The proposed rezoning of Scott’s Addition would occur through two separate but related ordinances. The first ordinance would amend the city’s zoning ordinance to incorporate changes to the B-7 Mixed Use Business District
regulations and create a new Transit-Oriented Nodal District (TOD-1). The second ordinance would then amend the city’s zoning map to rezone those portions of Scott’s Addition not fronting on the Boulevard or West Broad
Street to the amended B-7 district and rezone areas along West Broad Street and the Boulevard to the new TOD-1 district. The rezoned areas are shown on the map below, which you can view in a larger size, together with copies of the draft ordinances’ text and other materials.
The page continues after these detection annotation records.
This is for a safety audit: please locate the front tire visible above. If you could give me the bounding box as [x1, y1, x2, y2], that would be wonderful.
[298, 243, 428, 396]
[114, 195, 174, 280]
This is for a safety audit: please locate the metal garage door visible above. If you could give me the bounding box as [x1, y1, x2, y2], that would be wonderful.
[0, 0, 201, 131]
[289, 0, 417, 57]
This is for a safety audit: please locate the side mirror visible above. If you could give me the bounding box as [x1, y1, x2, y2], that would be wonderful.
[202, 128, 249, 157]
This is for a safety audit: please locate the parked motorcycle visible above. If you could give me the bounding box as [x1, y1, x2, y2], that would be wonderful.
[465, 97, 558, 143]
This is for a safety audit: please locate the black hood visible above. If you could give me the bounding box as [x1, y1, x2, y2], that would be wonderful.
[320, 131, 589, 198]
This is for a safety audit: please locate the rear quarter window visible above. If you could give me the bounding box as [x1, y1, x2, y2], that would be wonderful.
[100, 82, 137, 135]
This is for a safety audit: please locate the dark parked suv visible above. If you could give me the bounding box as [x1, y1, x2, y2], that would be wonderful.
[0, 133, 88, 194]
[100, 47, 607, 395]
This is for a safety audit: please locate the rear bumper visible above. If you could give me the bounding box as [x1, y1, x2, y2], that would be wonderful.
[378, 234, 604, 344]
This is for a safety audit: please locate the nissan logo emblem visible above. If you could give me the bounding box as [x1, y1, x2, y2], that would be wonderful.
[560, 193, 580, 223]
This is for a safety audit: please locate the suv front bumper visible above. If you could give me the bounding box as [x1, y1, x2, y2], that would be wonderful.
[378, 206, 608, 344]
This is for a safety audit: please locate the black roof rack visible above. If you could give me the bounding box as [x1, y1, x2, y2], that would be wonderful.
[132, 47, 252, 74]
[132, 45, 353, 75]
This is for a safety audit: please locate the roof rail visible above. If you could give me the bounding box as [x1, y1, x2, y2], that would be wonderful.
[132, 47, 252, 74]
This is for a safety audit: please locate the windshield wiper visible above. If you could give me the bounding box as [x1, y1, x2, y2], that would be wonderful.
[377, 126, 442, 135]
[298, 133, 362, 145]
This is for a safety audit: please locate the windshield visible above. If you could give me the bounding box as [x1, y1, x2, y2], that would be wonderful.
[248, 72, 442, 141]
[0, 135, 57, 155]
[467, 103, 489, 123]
Scott's Addition Rezoning Proposed Zoning Richmond

The city’s Department of Planning and Development Review (PDR) staff calls the draft TOD-1 district “unabashedly urban.” The recommended ordinance states that it is “intended to encourage redevelopment and place-making,
including adaptive reuse of underutilized buildings, to create a high-quality urban realm.” If approved as written, the TOD-1 regulations would permit a wide range of commercial, manufacturing and multifamily uses
and would employ form and massing requirements to create walkable streetscapes. Minimum and maximum heights would be two and 12 stories, respectively. Most buildings would have a maximum setback of 10 feet and a
required minimum number of street-oriented windows. Surface parking would be heavily discouraged through the elimination of surface parking as a principal or conditional use, and any accessory parking would be subject to
robust screening requirements. The proposed TOD-1 ordinance would eliminate parking requirements for all uses other than hotels and multifamily residential buildings with more than 16 units. The district’s other regulations would encourage dense, walkable communities centered on high-activity nodes near PULSE stations.

Next door, the bulk of the interior of Scott’s Addition is proposed to be rezoned from M-1 Light Industrial to the B-7 Mixed Use Business District first put in place in the Manchester neighborhood. If the proposed B-7 district regulations are amended, the district would include greater flexibility in designating “street-oriented commercial” corridors, where street-front retail would be required as part of any residential use and certain car-oriented uses like gas stations and parking decks would be prohibited. In Scott’s Addition, these corridors would be Moore Street,
Summit Avenue and Roseneath Road. The proposed amendments to the B-7 district would also permit certain “maker” light manufacturing uses of under 10,000 square feet by right, which, if approved, would likely mean
the area’s ongoing boom in breweries, cideries and distilleries will continue unabated.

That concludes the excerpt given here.